Pan y Rosas resulta una excepción en la carrera de Ken Loach; es su único filme rodado y ambientado en los EEUU. No por ello el inglés abandona su denuncia social. En esta ocasión aborda el drama de la inmigración y fija su diana en la empresa y las condiciones laborales, para despojar las debilidades del sistema capitalista. Pan y rosas nos explica las dificultades que tiene Maya, una joven mejicana que acaba de llegar de forma ilegal a los EEUU con el fin de establecerse en el país del dólar. Su hermana Rosa, la mayor de la familia que emigró con anterioridad, le ayudará  a conseguir un trabajo como limpiadora en un edificio de oficinas del centro de L.A.  Un encuentro fortuito con Sam, un activista social, cambiará la vida de Rosa de forma radical. Desde ese instante deberá debatirse entre conformarse con un trabajo basura o reivindicar sus derechos como trabajadora, con el riesgo de ser despedida o incluso expulsada del país.

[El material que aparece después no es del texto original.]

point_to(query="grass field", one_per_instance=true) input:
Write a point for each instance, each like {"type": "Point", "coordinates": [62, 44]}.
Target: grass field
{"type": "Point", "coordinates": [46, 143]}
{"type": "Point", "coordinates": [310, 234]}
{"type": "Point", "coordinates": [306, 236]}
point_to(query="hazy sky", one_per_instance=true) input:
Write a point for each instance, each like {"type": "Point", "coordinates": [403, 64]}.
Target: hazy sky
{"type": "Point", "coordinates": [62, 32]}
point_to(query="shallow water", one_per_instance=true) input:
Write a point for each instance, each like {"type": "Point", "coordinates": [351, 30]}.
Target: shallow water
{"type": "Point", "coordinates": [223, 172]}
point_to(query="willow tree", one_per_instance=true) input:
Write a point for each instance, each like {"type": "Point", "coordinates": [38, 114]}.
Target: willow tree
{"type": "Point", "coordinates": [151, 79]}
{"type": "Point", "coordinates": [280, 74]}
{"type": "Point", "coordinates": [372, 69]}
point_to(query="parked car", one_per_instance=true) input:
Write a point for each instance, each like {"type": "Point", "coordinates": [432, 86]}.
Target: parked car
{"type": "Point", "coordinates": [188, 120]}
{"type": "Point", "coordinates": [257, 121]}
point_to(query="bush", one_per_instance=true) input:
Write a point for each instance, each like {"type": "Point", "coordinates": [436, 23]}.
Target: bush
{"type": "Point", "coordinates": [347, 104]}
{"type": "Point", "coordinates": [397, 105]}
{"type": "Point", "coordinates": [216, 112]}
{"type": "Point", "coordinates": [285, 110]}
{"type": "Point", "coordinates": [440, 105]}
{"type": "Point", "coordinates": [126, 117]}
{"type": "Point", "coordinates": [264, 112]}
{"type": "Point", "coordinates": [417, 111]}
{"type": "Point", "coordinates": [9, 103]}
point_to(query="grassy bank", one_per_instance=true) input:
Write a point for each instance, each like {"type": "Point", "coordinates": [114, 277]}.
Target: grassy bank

Loach vuelve a servirse de un guión de Paul Laverti para retratar las injusticias sociales y laborales del país más poderoso del mundo. En esta ocasión conduce la trama a partir de una paleta de personajes que afrontan sus situaciones desde diferentes actitudes. Especialmente elocuente resulta las dos actitudes de las dos hermanas antes su desesperada situación. Por un lado Rosa, la mayor, es práctica, tiene dos hijos que cuidar y un marido enfermo, por nada del mundo arriesgaría su trabajo. Una posición ante la vida que alcanza momentos sobrecogedores cuando ésta le explica su verdadera historia a su hermana Maya. Maya (Pilar Padilla) es más joven, y se siente atraída por el idealismo de Sam (Adrien Brody). Ella está dispuesta a arriesgar lo conseguido por sus convicciones.

Como ocurre en otras películas de Loach, las posiciones de victimas y la de los explotadores quedan demasiado evidentes. Pero a diferencia de otras obras más pesimistas, Pan y Rosas rebosa cierto optimismo y esperanza de cambio en las vidas de las personas que retrata, no obstante, el filme también hace hincapié en el reverso amargo de todo ello.

Como en la mayoría de títulos que pueblan su dilatada filmografía, sus obras destacan y llegan a la fibra del espectador mediante un austero realismo. En su habilidad para encuadrar con la cámara los que los de pie no ven o no quieren ver, es lo que hace a su cine valioso. Su control de la dirección de actores siempre destaca en sus filmes. En Pan y Rosas el trabajo de las dos hermanas mejicanas es admirable. Pero también el de Ardien Brody y el del resto de secundarios, muchos actores no profesionales que se dedican en la vida real a hacer lo que  la ficción de esta película muestra. Otra muestra de que con actores y guión es suficiente para construir una notable obra.

El director de Kes vuelve a poner sobre la mesa un tema de matiz social que afecta muy de cerca a los inmigrantes. No indaga todo lo hondo que se podría esperar, ya que su guión está más pendiente de los personajes y sus motivaciones, con lo cual sacrifica reflexión por emoción, algo que siempre resulta más llevadero para el espectador, y que a la vez, quizás resulte más efectivo si su propósito era denunciar las míseras condiciones laborales de los trabajadores inmigrantes.